In terms of perched, Rocamadour has to be the winner of first place. In fact it seems as if it hangs on the side of the cliff rather than perches – like a woodpecker halfway up a tree.
For over a thousand years it has been a pilgrim destination for thousands, including notable souls like Henry II of England and Eleanor of Aquitaine back in medieval times. They climbed the 217 steps of L’Escalier des Pelerins on their knees, kissing each step as they went! Myriads of other commoners and ‘not-so-commoners’ have done likewise over the centuries. Sharon climbed the steps and visited the Black Madonna, but Tina and I felt we were expiring in the heat and stayed at the bottom.

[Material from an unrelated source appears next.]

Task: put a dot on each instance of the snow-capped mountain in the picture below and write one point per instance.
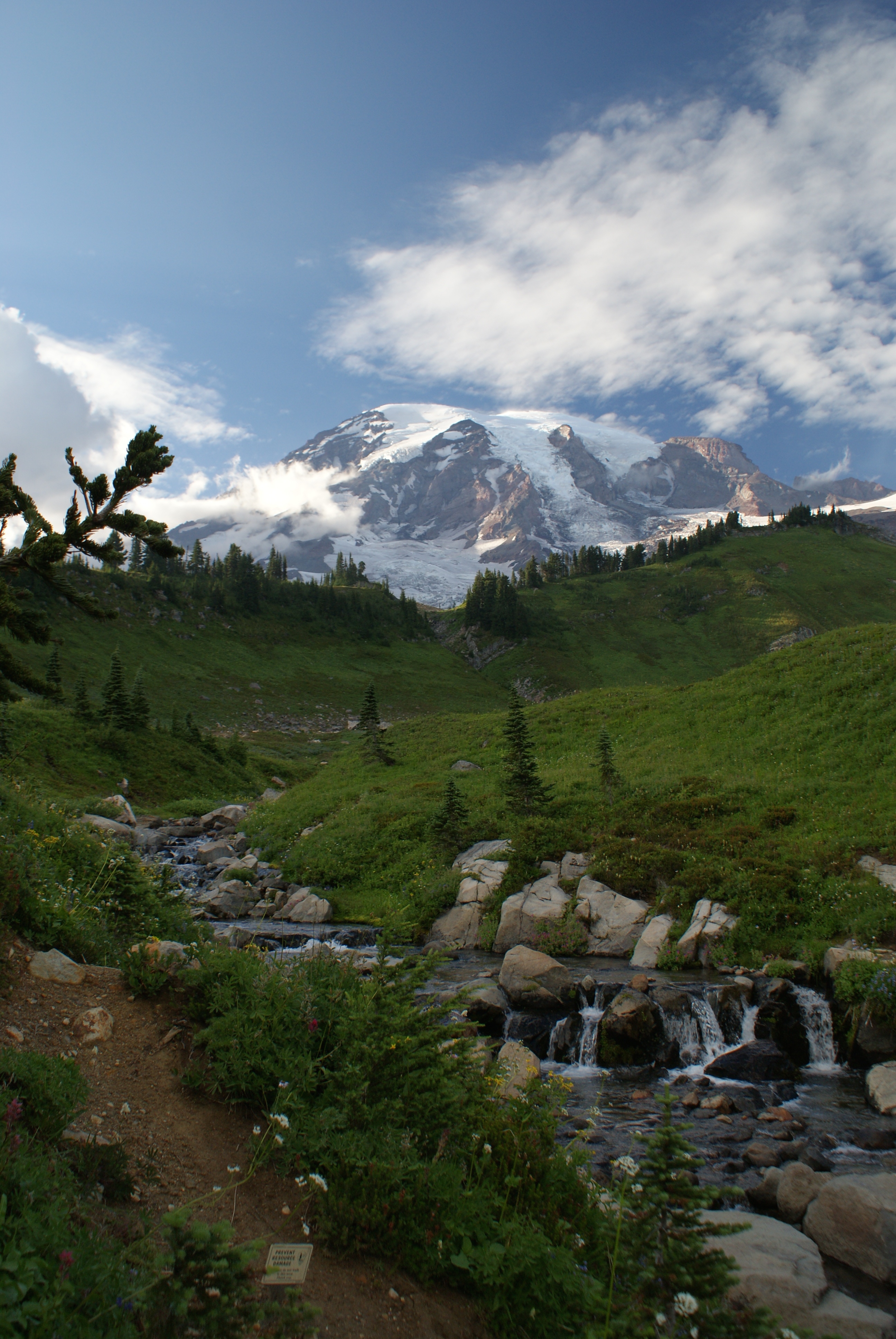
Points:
(425, 493)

It isn’t a large town at all with only a population of about 600, but it is visited by a million or so people every year. There is really just one medieval cobblestoned street with two sets of stone portals each end, then the old monastery, pilgrims sanctuary set into the rock above. Up there also is the church of Notre Dame, where the black Madonna resides. About 120 metres from the bottom, right on top of the cliff, is the château and another of the 6 churches, but closed for repairs on our visit. We followed the Stations of the Cross on the steep winding path connecting the town to the chateau thinking of all those footsteps before us…

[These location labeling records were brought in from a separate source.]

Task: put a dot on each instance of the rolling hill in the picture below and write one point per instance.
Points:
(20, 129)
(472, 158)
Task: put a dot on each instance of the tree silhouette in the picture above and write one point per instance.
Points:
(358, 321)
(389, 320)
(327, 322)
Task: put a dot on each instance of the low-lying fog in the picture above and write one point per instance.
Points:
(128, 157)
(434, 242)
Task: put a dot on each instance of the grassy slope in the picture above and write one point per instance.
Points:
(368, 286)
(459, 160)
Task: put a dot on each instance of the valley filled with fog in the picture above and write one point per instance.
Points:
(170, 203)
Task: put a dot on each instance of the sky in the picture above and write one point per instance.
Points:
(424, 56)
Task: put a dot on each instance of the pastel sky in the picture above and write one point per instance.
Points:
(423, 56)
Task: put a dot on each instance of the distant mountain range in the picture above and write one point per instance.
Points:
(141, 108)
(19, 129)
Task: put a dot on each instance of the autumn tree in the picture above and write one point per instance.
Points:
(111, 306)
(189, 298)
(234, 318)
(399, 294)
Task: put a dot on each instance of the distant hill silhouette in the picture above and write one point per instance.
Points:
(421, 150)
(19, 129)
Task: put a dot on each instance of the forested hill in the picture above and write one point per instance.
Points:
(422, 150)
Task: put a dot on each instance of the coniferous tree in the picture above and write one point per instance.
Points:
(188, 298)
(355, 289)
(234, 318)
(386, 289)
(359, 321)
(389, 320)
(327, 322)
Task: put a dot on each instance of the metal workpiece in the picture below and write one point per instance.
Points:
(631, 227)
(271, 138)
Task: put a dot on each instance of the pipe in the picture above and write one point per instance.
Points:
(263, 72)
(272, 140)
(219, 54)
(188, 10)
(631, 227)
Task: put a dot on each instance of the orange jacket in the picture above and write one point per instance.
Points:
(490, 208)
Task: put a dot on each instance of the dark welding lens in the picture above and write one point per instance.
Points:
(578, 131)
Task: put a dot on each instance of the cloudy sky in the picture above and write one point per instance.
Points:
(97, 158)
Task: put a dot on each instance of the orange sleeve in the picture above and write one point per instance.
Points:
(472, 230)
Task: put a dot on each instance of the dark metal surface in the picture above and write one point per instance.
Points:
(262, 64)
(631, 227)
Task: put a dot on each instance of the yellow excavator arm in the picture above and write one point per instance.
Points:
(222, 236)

There were a lot of visitors when we were there, including pilgrims with their St Jacque shells on their backpacks. The day we were there was really hot – whether it was the heat or just me I don’t know but I felt quite unwell. We sat down for a bit in a restaurant and a citron and mandarin gelato got me back on my feet. A little mouse on the cobblestones also seemed to be suffering from heat exhaustion (or something worse), and a kind lady organised a little cardboard box and appropriate care for it.

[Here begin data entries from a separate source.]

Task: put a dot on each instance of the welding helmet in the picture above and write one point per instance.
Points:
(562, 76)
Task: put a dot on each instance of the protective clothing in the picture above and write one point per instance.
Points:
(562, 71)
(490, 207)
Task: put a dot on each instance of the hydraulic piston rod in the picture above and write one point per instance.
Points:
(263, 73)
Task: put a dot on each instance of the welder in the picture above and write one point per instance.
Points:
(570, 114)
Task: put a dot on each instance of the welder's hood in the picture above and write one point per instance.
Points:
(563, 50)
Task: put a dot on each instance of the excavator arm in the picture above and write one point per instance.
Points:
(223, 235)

All through the day, the church bells chimed tunes each quarter hour, and way up in the sky, eagles circled slowly above the town. We retreated down to the bottom of the valley for our picnic lunch – a lovely grassy spot surrounded by lots of shady trees.
Later in the afternoon, we followed a little path along the valley floor towards Fontaine de Berthiol, which we thought was the hermit’s spring. I’m not so sure now, as there seems no information about it on the net. Anyway, it was a beautiful time of day – the heat had subsided a bit and all was quiet and still in the late afternoon, except for insects drowsily floating over the grass. We passed a quaint old cottage in the middle of a large collection of quirky assemblage sculptures and finally reached Berthoil’s spring.
The water was so cool and refreshing. It certainly felt like it healing properties!